Il preside spostò la mano, scivolando le dita lungo il collo della giovane alunna Ombra fino a giocare i primi tre bottoni della sua camicetta color rosa pastello e i merletti alle maniche.
«Sì, sono cambiato, e anche tanto, direi. Mi sono reso conto del danno che facevo e faccio ancora a tutte voi, o anche, a volte, tutti voi, miei carissimi studenti che venite qui a ispirarvi, piuttosto che passare tra le mie gambe... mi segui, Maya?», sussurrò debolmente.
Maya annuì lentamente, con gli occhi lucidi di emozione e confusione, «Sì, Kita. Ti seguo».
Sir Kita ritirò la mano, avvicinando le labbra sul lato sinistro del suo collo, «Bene, Maya. Allora, a questo punto, voglio tu capisca che, nonostante abbia un forte desiderio di privarti di ogni indumento, ora non posso e voglio allo stesso tempo».
Maya avvertì un brivido correre lungo la schiena, «Ma... perché? Io, non...».
«Non dire una parola di più. Purtroppo ora devo riconoscere i miei errori...», la interruppe Sir Kita, che riprese a spogliarla della camicetta fino ad aprirla e mostrare un reggiseno bianco in pizzo che copriva un piccolo seno aggraziato.

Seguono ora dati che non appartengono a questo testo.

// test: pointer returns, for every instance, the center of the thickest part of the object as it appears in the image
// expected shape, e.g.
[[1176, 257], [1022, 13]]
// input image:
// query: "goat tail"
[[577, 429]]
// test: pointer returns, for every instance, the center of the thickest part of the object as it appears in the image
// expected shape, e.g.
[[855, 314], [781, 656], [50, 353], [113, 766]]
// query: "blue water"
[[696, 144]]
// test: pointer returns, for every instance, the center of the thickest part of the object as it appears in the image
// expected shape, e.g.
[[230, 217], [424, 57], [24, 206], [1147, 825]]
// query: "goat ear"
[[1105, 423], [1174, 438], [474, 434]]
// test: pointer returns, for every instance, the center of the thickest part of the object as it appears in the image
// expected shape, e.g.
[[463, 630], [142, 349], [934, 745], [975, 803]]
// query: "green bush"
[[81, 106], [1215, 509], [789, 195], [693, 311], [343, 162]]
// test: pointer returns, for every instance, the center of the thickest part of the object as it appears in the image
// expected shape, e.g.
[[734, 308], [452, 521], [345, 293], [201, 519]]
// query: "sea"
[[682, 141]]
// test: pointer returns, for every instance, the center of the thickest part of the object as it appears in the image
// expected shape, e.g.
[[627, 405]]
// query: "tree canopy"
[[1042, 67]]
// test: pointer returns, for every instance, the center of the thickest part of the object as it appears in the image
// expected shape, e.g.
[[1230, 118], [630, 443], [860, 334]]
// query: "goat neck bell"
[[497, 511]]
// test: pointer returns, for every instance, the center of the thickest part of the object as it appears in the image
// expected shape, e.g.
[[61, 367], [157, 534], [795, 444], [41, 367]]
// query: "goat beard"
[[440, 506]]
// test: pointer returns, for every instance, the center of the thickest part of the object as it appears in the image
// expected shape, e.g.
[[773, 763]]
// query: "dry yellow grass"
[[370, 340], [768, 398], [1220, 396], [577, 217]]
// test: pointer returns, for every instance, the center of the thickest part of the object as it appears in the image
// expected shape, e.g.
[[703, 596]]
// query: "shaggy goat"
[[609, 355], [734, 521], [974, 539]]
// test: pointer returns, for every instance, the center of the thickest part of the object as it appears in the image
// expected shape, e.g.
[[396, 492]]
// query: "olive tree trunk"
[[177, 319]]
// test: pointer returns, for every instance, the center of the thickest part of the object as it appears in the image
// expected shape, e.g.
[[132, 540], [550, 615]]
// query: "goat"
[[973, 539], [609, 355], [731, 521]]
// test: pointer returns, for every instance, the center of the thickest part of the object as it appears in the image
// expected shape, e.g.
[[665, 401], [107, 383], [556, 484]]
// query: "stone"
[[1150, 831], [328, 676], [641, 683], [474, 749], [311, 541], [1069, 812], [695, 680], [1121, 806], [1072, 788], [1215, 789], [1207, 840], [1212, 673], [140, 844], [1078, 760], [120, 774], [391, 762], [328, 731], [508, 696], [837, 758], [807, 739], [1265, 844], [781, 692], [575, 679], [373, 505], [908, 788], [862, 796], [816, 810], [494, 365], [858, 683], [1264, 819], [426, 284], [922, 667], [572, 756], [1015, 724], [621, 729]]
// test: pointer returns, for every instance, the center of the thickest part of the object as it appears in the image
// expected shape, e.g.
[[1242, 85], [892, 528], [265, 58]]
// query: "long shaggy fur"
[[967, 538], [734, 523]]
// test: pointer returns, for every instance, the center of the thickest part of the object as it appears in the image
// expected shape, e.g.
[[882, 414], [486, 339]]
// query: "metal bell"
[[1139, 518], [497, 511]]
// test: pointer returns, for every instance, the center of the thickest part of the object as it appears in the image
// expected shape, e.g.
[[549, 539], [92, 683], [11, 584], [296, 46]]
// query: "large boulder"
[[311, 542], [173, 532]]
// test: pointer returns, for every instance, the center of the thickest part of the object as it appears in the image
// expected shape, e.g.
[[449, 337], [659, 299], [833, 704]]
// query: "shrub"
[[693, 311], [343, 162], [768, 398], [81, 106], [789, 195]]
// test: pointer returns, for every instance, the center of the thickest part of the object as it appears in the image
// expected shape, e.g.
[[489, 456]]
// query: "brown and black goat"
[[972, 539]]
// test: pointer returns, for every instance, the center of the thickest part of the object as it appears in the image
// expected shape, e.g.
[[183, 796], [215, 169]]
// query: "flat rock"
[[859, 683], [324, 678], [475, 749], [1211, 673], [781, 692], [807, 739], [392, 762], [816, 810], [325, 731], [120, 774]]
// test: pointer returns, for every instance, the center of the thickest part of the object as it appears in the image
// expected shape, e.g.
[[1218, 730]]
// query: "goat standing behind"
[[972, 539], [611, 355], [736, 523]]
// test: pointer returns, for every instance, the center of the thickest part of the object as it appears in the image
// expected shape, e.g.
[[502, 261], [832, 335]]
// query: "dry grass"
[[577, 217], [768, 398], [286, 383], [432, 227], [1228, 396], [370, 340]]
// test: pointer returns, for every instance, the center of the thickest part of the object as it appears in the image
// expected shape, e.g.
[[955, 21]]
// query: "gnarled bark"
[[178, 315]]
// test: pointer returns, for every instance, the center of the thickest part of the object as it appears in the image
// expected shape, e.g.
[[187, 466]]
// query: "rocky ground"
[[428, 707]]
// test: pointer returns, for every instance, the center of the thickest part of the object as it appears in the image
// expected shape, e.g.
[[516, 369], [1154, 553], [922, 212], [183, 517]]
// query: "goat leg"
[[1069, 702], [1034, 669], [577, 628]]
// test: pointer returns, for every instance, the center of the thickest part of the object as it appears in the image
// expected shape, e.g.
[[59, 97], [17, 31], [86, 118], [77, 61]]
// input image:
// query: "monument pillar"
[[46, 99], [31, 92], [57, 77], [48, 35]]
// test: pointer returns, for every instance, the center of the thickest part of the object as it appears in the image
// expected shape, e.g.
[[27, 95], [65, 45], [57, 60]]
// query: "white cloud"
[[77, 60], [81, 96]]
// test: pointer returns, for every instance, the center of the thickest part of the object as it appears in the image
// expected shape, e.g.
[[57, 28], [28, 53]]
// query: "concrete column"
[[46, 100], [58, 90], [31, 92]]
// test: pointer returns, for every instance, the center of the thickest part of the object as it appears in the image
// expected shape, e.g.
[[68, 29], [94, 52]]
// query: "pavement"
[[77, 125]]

«Questa meraviglia...», disse ancora, abbassando la voce, «Non spetterebbe a me di baciarla».
Maya rabbrividì mentre Sir Kita le sussurrava all'orecchio, guidando la sua mano dietro la schiena, e questo costrinse il preside a slacciarle l'indumento intimo, ma subito dopo ritrasse la mano con un movimento brusco.
«No, scusami, Maya», disse infine, «Non dovrei mai metterti in questa posizione, e tu non dovresti tantomeno portarmi a fare quel che stavo facendo. È sbagliato, e lo so, dovresti saperlo anche tu. Dobbiamo porre fine a questi nostri comportamenti».
Maya lo guardò, sorpresa e confusa mentre reggeva il capo sul seno scoperto per metà.
«Ma Kita... io... è difficile. C'è qualcosa tra noi che non posso negare».
La ragazza Ombra azzardò a baciare il preside e lui si fece prendere dal bacio violento e passionale, approfondendo di poco, finché non si ritrasse velocemente e si alzò in piedi dalla poltrona, gridando, «Maya! Non funziona così!».